The officially official Devuan Forum!

underd0g

Member

Registered: 2018-04-02

Posts: 1  

full disk encryption

I have succesfully made a fully encrypted devuan instalation , with LVM . Basically , /boot is moved from it's own partition into a folder in / . No biggie .

This was done following steps in this article ;
https://dustymabe.com/2015/07/06/encryp … the-party/
The only step that differs from that tutorial is ;

cp -a /boot/.vmlinuz-* /mnt/boot/  

(I guess that fedora has a dot infront of vmlinuz , or it was a typo)

anyways , fsmitherd told me to finish this up , so here it goes .

I have  installed devuan 1 and 2 with these exact steps .
Firstly , install with standard encrypted LVM .
Then we need to copy the files from /boot partition to the /boot directory in the root filesystem ;
(I am guessing it's needles to say, but I'll point out that everything is done as root)

mount --bind / /mnt/
cp -a /boot/* /mnt/boot/
cp -a /boot/vmlinuz-* /mnt/boot/
cp -a /boot/.vmlinuz-* /mnt/boot/
diff -ur /boot/ /mnt/boot/

This copied the files over and verified the contents matched. Next , we unmount the partition and remove the mount from /etc/fstab ;

umount /mnt
umount /boot
sed -i -e '/\/boot/d' /etc/fstab

After that , we need to write new grub.cfg that loads the appropriate modules for loading from the encrypted disk ;

cp /boot/grub2/grub.cfg /boot/grub2/grub.cfg.backup
cp /boot/grub/grub.cfg /boot/grub/grub.cfg.backup
grub-mkconfig > /boot/grub/grub.cfg

And finally we need to reinstall the GRUB bootloader with GRUB_ENABLE_CRYPTODISK=y set in /etc/default/grub:

echo GRUB_ENABLE_CRYPTODISK=y >> /etc/default/grub
grub-install /dev/sda

and , of course ;

reboot 

If everything went well , you should now have your devuan booting from / , wich is to say that /boot partition is needles at this point . Just to make sure a malicious party can't figura anything from the files left in /boot partition , I'd recomend formating it .
At the moment I am planing to put quemu in that 256 mb space , so that I can run my installation in a vm on windows . but that's another topic .

cheers

Last edited by underd0g (2018-04-08 10:40:46)

kuleszdl

Member

Registered: 2018-11-03

Posts: 107  

Re: full disk encryption

I had a similar setup in the past. However, it should be noted that with this approach the decryption takes much longer, as the pbkdf2 implementation in GRUB is pretty slow. Also, you need to decrypt your disk twice, and apart from typing in the password two times you need to wait for iterTime to finish once more.

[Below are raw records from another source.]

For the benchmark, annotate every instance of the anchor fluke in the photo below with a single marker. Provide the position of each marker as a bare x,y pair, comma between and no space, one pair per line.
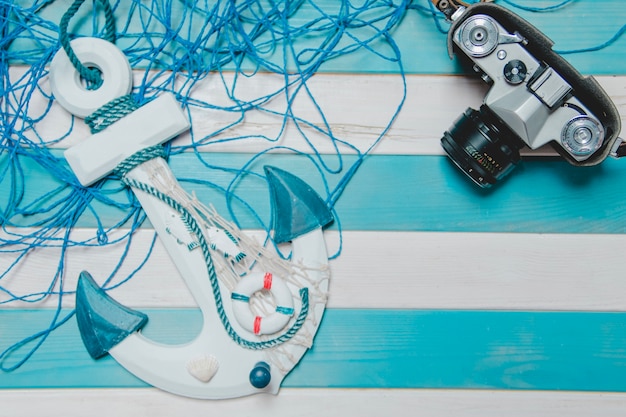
296,208
102,321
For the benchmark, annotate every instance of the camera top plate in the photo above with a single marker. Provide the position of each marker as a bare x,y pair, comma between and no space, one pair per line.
586,89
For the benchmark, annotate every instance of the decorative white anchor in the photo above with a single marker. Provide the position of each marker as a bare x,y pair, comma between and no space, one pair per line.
239,351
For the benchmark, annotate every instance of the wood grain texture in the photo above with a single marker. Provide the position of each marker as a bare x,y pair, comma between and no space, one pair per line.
413,270
146,402
354,348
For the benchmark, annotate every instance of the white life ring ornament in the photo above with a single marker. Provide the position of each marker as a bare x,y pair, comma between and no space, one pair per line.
262,325
66,84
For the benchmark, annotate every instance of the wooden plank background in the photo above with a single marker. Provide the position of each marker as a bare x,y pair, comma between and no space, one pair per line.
445,299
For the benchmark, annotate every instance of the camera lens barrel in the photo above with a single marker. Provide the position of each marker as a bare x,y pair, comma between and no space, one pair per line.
482,146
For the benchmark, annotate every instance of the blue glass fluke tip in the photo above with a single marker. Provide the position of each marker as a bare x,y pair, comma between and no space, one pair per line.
296,208
102,321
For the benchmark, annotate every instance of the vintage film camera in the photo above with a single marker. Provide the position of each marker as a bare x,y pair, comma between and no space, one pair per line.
536,97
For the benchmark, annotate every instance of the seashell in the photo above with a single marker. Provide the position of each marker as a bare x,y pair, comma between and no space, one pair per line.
203,368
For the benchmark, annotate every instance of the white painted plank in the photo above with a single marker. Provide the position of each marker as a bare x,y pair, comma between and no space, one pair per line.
357,109
420,270
314,402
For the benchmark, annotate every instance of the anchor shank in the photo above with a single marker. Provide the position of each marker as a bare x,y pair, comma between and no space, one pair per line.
190,263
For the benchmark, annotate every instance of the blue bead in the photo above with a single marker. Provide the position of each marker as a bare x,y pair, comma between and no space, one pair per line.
260,375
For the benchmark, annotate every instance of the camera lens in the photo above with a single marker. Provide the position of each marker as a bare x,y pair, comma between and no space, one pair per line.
482,146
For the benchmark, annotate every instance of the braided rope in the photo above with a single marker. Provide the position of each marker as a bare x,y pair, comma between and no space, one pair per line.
111,112
195,228
139,158
91,75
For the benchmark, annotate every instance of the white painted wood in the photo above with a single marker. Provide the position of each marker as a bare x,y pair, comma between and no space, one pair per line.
419,270
313,402
357,109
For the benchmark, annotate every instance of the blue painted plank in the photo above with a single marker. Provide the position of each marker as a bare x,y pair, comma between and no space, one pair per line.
380,349
408,193
580,24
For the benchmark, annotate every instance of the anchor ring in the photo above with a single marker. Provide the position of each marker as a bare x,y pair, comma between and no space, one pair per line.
66,83
256,324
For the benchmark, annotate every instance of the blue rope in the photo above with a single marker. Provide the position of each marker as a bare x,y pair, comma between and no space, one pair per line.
91,75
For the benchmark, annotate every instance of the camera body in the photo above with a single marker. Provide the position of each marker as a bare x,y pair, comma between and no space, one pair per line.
536,98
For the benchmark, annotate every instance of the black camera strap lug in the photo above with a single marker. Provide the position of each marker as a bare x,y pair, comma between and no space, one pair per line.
453,8
619,148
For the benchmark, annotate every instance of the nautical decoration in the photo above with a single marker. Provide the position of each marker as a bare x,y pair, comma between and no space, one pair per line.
230,357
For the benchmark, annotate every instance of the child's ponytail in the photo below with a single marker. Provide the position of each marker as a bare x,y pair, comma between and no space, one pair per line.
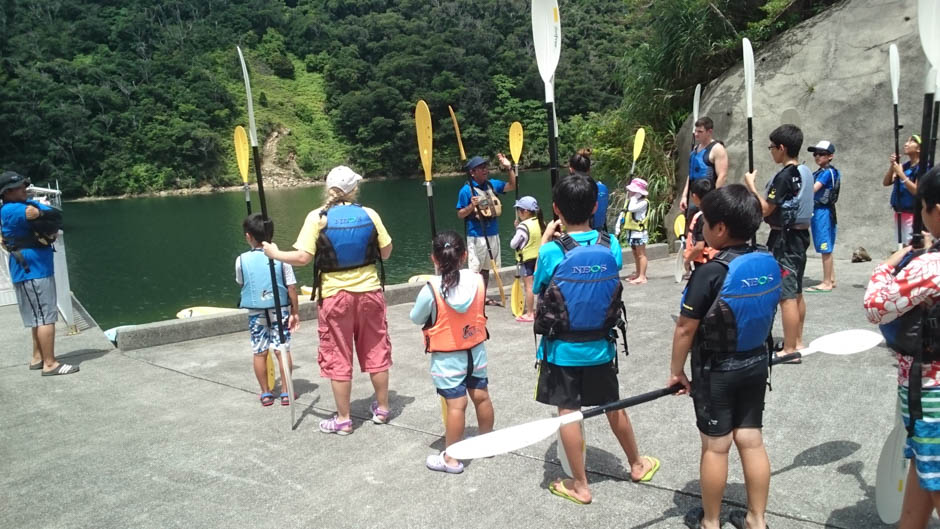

Regardless of these issues I don't see much of an security advantage in using this approach if you load GRUB from the same disk where your kernel lives. Instead of compromising the kernel, an attacker can simply compromise your GRUB.

If you load GRUB from elsewhere (e.g. from external flash or you use coreboot) the imho much better approach is to keep /boot unencrypted but to use public key cryptography to sign all binaries that live there (kernel, initrd) and to check their signatures on boot.